Assim, não admira que a Noruega dê o exemplo lançando um programa para tornar as suas CBDC transparentes, ou, ainda, que instituições como a Microsoft e as universidades de Oxford e Stanford unam esforços para garantir a preservação por 1000 anos do software de código aberto que permite a transparência digital, guardando-o, em cofres de aço, a 200m de profundidade, numa mina de carvão desativada sob uma montanha do Ártico, em Svalbard, também na Noruega.
Quem ama a liberdade defenderá a transparência das transações na era digital. Claro que a missão de Musk não será fácil. Libertar o pássaro do Twitter incomoda os interesses do costume e afeta o status quo, sendo previsível que a campanha de desinformação em curso para desacreditar as criptomoedas ganhe novo alento visando derrubar e confiscar o marco civilizacional que assinala o novo território da confiança distribuída e descentralizada.
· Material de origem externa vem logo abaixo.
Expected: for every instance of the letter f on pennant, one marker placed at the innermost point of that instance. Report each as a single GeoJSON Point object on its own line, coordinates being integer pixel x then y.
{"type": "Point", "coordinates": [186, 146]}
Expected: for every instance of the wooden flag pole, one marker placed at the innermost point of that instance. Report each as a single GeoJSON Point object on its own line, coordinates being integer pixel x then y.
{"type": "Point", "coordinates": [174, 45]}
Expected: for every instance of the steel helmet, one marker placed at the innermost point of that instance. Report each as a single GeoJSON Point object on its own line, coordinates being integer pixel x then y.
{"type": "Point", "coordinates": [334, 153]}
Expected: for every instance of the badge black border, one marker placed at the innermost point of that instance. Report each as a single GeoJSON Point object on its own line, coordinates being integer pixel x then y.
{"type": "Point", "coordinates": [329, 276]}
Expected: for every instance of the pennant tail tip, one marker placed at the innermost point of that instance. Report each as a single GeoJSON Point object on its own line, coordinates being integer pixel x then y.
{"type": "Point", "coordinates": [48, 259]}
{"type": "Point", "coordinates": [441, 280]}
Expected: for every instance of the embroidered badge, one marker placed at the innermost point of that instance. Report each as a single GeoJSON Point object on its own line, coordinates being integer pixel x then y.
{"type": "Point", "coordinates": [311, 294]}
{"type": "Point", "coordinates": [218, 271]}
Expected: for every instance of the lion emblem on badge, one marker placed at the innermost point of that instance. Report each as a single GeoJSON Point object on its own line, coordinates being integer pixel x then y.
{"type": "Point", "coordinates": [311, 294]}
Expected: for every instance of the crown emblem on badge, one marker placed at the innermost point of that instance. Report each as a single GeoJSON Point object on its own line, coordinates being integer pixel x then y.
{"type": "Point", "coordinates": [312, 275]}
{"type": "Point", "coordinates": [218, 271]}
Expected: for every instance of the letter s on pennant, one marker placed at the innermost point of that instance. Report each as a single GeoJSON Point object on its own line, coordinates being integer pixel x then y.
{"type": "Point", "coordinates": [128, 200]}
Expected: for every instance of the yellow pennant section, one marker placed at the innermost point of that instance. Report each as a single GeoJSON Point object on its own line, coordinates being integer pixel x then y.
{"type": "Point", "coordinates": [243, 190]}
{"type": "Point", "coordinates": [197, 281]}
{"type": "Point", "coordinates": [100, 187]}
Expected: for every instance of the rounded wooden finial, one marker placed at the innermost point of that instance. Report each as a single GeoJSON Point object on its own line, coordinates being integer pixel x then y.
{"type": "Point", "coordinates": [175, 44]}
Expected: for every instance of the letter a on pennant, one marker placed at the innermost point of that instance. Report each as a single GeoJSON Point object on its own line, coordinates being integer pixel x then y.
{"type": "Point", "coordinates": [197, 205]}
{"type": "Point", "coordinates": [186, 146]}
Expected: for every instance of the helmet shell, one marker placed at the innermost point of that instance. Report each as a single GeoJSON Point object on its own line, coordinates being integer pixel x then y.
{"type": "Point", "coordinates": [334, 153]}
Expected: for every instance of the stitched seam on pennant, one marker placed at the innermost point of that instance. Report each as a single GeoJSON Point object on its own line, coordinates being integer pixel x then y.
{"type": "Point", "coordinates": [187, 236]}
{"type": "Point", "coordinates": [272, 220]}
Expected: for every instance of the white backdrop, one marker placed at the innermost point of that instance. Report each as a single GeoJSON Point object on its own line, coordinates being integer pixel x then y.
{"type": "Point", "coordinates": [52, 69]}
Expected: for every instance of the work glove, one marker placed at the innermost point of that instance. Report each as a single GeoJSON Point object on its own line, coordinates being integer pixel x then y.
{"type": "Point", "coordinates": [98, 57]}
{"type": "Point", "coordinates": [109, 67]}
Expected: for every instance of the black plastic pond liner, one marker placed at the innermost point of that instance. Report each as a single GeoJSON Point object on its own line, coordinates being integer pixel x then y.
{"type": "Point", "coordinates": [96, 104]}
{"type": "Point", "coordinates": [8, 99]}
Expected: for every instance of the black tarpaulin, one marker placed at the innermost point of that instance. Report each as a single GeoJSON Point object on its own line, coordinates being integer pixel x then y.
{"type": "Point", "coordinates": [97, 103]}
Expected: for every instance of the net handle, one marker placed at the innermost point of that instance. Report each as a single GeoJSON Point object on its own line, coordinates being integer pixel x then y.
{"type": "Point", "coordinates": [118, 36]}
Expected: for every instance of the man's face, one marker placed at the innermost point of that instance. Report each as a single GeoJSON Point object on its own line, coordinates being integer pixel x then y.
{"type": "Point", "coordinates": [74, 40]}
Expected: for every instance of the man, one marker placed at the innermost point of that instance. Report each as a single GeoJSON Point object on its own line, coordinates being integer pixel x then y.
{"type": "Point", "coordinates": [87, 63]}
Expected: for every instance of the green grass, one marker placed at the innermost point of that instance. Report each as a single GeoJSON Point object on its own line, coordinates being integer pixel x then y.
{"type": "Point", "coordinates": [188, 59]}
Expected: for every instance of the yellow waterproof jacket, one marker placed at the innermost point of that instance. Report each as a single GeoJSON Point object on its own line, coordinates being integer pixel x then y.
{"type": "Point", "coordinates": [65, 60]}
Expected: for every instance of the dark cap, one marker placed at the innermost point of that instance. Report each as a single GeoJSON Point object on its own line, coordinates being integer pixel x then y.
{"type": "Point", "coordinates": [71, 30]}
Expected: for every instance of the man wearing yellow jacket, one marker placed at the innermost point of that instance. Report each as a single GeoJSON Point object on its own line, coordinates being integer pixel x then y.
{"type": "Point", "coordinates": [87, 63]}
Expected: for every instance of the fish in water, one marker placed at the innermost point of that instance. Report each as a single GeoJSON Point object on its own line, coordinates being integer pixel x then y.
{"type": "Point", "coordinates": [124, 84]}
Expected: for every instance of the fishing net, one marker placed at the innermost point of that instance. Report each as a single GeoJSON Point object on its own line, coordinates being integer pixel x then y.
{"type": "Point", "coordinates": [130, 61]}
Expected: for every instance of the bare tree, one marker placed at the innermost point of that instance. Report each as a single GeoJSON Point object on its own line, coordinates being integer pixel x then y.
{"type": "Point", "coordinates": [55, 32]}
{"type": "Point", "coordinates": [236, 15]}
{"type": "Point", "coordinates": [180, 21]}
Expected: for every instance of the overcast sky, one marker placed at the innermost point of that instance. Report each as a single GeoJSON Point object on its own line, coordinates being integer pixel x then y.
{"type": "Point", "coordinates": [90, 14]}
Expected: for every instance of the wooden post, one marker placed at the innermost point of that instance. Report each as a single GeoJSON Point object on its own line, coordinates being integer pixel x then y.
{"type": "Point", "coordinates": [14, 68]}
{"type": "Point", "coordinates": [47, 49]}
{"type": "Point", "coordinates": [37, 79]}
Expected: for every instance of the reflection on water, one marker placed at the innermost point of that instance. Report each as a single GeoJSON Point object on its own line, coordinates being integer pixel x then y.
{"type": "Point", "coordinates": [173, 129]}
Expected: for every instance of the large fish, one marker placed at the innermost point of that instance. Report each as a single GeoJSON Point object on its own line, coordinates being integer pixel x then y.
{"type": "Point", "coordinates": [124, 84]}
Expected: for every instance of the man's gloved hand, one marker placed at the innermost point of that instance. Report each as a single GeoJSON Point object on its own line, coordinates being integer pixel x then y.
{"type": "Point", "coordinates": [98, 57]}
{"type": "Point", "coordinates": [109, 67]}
Elon Musk bem sabe que a inovação tecnológica presenteou todos, sem exceção, com protocolos criptográficos praticamente infalíveis. Quem tem medo de que a nova linguagem da confiança distribuída seja soletrada livremente? Quem lucra com a respetiva centralização? Todos devem poder articular a nova linguagem da confiança distribuída e descentralizada, participando em redes sociais e sistemas monetários avaliados pelas próprias comunidades de utilizadores. Com a libertação e descentralização do Twitter, a informação sai da gaiola porque esta se torna transparente. Uma vez libertado o pássaro, também o dinheiro fluirá livremente se não o voltarem a engaiolar.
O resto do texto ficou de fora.